Gesprächsfaden noch nicht abgerissen

Trotz Unmutsbekundungen auf beiden Seiten geht der israelisch-palästinensische Dialog weiter

Obwohl Israels Regierung weitere Sanktionen gegen die Palästinenser verhängt hat, gehen die Bemühungen um eine Rettung der Friedensgespräche weiter. Die Chancen sind gering.

Es ist Montag, der erste Tag des jüdischen Pessachfestes, und in der Region ist alles fast wie immer zu dieser Zeit.

Israel hat sich in die Feiertagsruhe begeben, und die Übergänge ins Westjordanland abgeriegelt. In Ostjerusalem sind Polizei und Militär noch präsenter als sonst.

Denn bei den Palästinensern ist der Ärger groß: Weil Israel die letzte vereinbarte Gruppe von Gefangenen nicht freigelassen hat, weigert sich Palästinas Regierung, über den 29. April, den ursprünglichen Endpunkt, hinaus, am Verhandlungstisch zu bleiben; Präsident Mahmud Abbas hat zudem 13 internationale Konventionen, darunter die Genfer Konvention und die Haager Landkriegsordnung, unterschrieben. Und um die Palästinenser davon abzubringen, hat Israels Regierung seit der vergangenen Woche mehrere Strafmaßnahmen ergriffen. Die wichtigsten: Regierungschef Benjamin Netanjahu hat Ministerialdirektoren und Ministern Kontakte zu ihren palästinensischen Kollegen untersagt. Davon ausgenommen sind alle sicherheitsrelevanten Ministerien sowie die israelische Chefunterhändlerin, Justizministerin Zipi Livni.

Außerdem soll die Zahlung der Zoll- und Umsatzsteuereinnahmen auf für die Palästinenser bestimmte Wareneinfuhren eingestellt werden. Sie stehen den Palästinensern gemäß Pariser Protokoll von 1994 zu.
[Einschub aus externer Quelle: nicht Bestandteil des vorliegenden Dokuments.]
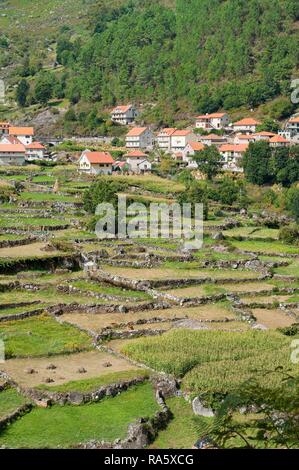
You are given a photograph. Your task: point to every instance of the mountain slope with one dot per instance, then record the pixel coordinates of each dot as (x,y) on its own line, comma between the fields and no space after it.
(182,56)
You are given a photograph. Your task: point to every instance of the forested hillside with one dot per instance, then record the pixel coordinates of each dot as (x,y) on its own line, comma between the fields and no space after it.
(184,56)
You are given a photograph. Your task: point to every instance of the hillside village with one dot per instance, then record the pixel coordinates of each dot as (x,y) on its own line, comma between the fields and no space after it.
(125,322)
(144,146)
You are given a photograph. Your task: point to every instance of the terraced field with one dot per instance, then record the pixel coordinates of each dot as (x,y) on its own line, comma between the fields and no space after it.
(89,325)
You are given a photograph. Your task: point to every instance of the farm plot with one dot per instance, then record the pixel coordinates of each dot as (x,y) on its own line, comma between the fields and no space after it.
(97,322)
(272,318)
(66,426)
(28,251)
(96,365)
(204,290)
(180,351)
(252,233)
(265,247)
(171,273)
(10,400)
(41,336)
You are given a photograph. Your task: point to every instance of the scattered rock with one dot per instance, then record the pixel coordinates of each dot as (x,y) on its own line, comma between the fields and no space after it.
(200,410)
(259,326)
(122,309)
(218,236)
(76,398)
(107,364)
(165,384)
(48,380)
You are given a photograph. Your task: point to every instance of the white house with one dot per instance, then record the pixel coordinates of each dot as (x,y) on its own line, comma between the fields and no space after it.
(293,126)
(139,138)
(23,134)
(138,161)
(9,139)
(190,150)
(164,138)
(246,125)
(144,167)
(279,141)
(180,138)
(263,135)
(35,151)
(124,114)
(96,163)
(232,155)
(212,139)
(4,128)
(244,138)
(12,154)
(212,121)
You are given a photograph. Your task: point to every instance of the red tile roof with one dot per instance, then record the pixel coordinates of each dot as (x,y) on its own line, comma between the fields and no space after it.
(21,131)
(12,148)
(136,131)
(122,109)
(265,134)
(4,125)
(182,133)
(233,148)
(168,131)
(278,139)
(246,137)
(247,122)
(99,158)
(196,146)
(211,116)
(136,154)
(35,146)
(212,137)
(12,139)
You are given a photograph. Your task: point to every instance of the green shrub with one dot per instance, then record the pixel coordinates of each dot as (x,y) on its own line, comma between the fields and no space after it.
(289,234)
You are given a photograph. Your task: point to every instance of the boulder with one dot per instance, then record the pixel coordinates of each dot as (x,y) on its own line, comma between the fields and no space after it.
(165,384)
(200,410)
(76,398)
(218,236)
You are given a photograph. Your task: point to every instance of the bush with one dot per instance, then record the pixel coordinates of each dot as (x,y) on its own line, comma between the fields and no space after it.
(289,234)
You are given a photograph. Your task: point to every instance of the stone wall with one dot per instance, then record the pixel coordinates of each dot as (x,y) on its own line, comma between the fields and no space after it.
(47,397)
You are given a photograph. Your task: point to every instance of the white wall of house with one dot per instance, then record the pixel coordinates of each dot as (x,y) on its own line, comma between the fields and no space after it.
(293,127)
(245,128)
(124,117)
(141,141)
(12,158)
(34,154)
(164,141)
(232,160)
(179,142)
(25,139)
(145,166)
(94,168)
(210,122)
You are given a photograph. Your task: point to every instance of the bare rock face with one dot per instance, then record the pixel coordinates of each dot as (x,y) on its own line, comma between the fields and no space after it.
(76,398)
(165,384)
(259,326)
(48,380)
(218,236)
(200,410)
(107,364)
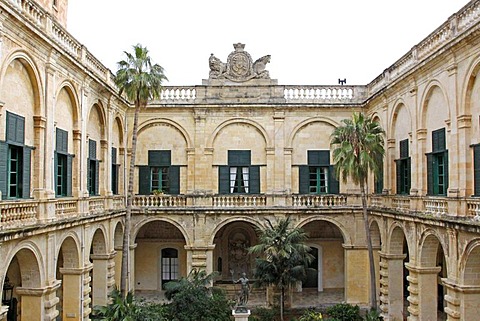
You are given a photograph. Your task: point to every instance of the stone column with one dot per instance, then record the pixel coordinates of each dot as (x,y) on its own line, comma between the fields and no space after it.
(392,280)
(357,275)
(72,293)
(39,303)
(422,298)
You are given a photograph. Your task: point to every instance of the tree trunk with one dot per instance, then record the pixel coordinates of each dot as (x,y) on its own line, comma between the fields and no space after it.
(125,272)
(373,285)
(282,299)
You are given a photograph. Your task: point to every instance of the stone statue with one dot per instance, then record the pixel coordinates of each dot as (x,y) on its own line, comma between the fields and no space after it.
(217,67)
(245,289)
(259,67)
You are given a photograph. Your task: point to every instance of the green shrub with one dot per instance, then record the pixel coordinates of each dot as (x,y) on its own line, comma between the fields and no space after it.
(311,315)
(344,312)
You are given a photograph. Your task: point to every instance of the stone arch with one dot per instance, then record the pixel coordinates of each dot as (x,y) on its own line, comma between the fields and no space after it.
(230,244)
(33,73)
(259,128)
(69,87)
(229,220)
(429,91)
(470,264)
(307,122)
(164,121)
(25,273)
(471,78)
(161,254)
(428,246)
(347,239)
(138,225)
(397,109)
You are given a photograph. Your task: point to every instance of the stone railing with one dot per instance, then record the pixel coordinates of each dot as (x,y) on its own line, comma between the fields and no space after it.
(66,207)
(239,200)
(325,94)
(17,213)
(319,200)
(159,201)
(451,29)
(436,206)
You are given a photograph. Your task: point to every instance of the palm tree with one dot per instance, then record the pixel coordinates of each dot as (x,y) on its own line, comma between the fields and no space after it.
(284,256)
(140,80)
(358,148)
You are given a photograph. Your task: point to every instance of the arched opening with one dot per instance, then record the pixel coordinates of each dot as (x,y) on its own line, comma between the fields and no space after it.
(397,284)
(69,292)
(160,257)
(325,282)
(23,273)
(99,272)
(470,304)
(433,269)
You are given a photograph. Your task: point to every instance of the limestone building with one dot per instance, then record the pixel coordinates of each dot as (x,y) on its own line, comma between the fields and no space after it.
(216,159)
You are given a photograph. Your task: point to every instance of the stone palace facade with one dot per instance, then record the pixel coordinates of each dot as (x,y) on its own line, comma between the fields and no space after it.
(214,160)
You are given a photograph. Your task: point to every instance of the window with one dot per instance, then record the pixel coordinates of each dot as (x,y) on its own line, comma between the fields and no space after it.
(169,265)
(159,174)
(318,176)
(15,159)
(437,165)
(93,168)
(115,171)
(476,170)
(403,168)
(63,165)
(239,176)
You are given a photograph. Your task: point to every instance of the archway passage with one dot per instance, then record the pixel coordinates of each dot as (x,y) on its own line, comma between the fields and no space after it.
(25,299)
(396,283)
(70,291)
(325,279)
(160,256)
(470,304)
(231,259)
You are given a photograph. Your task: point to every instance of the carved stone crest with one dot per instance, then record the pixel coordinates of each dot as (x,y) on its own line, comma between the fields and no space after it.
(239,67)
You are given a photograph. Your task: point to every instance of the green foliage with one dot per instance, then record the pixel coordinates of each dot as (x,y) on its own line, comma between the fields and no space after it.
(263,314)
(193,299)
(119,309)
(357,148)
(311,315)
(344,312)
(284,256)
(373,315)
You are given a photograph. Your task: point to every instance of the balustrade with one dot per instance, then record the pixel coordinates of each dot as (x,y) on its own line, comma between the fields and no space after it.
(319,200)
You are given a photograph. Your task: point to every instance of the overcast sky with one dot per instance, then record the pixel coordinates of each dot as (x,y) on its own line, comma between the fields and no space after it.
(312,42)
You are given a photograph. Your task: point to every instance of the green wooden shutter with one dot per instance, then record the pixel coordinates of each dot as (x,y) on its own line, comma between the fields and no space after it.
(3,168)
(162,158)
(97,174)
(239,158)
(174,179)
(318,157)
(144,178)
(223,179)
(27,152)
(429,174)
(476,169)
(254,179)
(69,174)
(303,179)
(445,154)
(333,183)
(409,175)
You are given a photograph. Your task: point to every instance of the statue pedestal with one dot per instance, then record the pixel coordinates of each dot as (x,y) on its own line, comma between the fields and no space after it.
(241,315)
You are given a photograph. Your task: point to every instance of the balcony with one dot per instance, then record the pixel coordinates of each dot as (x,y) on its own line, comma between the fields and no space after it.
(24,214)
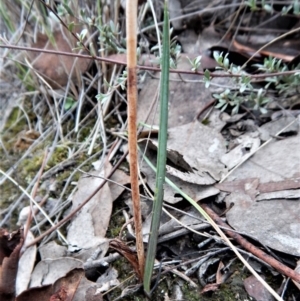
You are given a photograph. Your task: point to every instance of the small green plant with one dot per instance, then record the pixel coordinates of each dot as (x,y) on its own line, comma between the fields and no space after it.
(195,63)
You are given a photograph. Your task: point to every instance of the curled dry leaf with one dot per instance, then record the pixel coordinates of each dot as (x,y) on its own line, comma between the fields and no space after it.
(129,254)
(74,286)
(10,246)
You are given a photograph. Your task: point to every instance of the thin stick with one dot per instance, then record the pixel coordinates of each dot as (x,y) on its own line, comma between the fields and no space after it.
(161,156)
(131,25)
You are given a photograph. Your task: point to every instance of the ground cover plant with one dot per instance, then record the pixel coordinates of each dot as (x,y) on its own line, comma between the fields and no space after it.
(81,85)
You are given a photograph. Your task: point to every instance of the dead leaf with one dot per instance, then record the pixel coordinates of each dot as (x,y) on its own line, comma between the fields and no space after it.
(129,254)
(50,270)
(26,264)
(88,228)
(277,223)
(256,290)
(72,287)
(10,246)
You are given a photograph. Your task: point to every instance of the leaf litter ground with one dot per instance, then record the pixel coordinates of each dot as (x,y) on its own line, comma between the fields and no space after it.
(264,191)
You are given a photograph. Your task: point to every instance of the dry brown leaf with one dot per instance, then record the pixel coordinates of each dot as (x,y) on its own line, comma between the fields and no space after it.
(277,223)
(129,254)
(256,290)
(10,246)
(73,287)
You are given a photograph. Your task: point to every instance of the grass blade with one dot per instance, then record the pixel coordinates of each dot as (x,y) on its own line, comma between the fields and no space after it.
(131,25)
(161,156)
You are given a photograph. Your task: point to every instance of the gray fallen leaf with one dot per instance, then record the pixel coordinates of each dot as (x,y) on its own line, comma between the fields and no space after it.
(48,271)
(89,226)
(274,223)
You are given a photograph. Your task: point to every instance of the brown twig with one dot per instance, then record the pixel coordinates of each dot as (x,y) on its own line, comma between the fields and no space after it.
(131,25)
(69,216)
(251,248)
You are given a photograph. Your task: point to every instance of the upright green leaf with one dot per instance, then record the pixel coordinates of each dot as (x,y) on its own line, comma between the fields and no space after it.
(161,155)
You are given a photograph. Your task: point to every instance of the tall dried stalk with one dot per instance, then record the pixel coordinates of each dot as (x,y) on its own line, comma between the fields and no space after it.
(131,26)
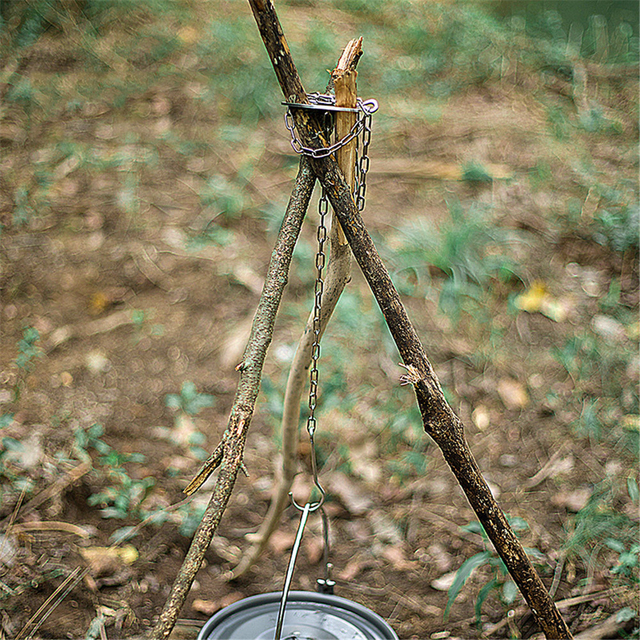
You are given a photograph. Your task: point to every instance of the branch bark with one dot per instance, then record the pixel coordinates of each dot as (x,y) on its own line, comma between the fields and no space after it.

Beide Sanktionen sind bei genauerer Betrachtung zunächst nur symbolischer Natur. Kontakte zwischen hochrangigen Vertretern von nicht sicherheitsrelevanten Ministerien sind ausgesprochen selten; das Tagesgeschäft wird auf Abteilungsleiterebene abgewickelt. Und die Zoll- und Steuerzahlungen für diesen Monat wurden bereits überwiesen.

Saeb Erekat, Chefunterhändler der palästinensischen Regierung, nennt die Sanktionen dennoch »Piraterie« und »Erpressung«. Man werde von den legitimen Forderungen nicht abrücken. Es sei nicht das erste Mal, dass Israel die Zahlungen einstellt. Man sei mittlerweile sogar daran gewöhnt: »Israels Regierung sollte aber gelernt haben, dass wir uns dadurch nicht beeinflussen lassen.«

Und trotzdem: Immer wieder trifft Erekat sich abends mit Livni. Was dabei besprochen wird, ist unbekannt. Anders als bei den früheren offiziellen Verhandlungsterminen sind diesmal nur wenige weitere Personen mit im Raum. Dadurch, heißt es auf beiden Seiten, solle das Risiko minimiert werden, dass jemand mit den Medien spricht.

Beide Seiten stehen unter extremem Druck. Die Öffentlichkeit hüben wie drüben beobachtet die Verhandlungen sehr aufmerksam. In Palästina ist ein Streit entbrannt zwischen Präsident Abbas, der weitere Verhandlungen befürwortet, und dem für die Außenpolitik zuständigen Exekutivrat der PLO, dessen Mitglieder einer Fortsetzung überwiegend kritisch gegenüberstehen.

In Israel hat sich über der Frage von Gefangenenfreilassungen und anderen Zugeständnissen eine Koalitionskrise entwickelt: In der vergangenen Woche forderte Handelsminister Naftali Bennett von der Siedlerpartei die Annexion der Gebiete, die gemäß Osloer Übereinkünften unter militärischer und ziviler Kontrolle Israels stehen, während die linksgerichteten Partner mit dem Bruch der Koalition drohen, falls die Verhandlungen nicht weitergehen.

Darüber hinaus fährt auch die internationale Gemeinschaft einen zunehmend härteren Kurs. US-Außenminister John Kerry hat Israels Regierung indirekt die Schuld an der aktuellen Situation zugesprochen; sowohl die USA als auch die Europäische Union haben zudem klargestellt, dass sie keinesfalls wieder zur Tagesordnung übergehen werden, falls die Verhandlungen endgültig scheitern sollten.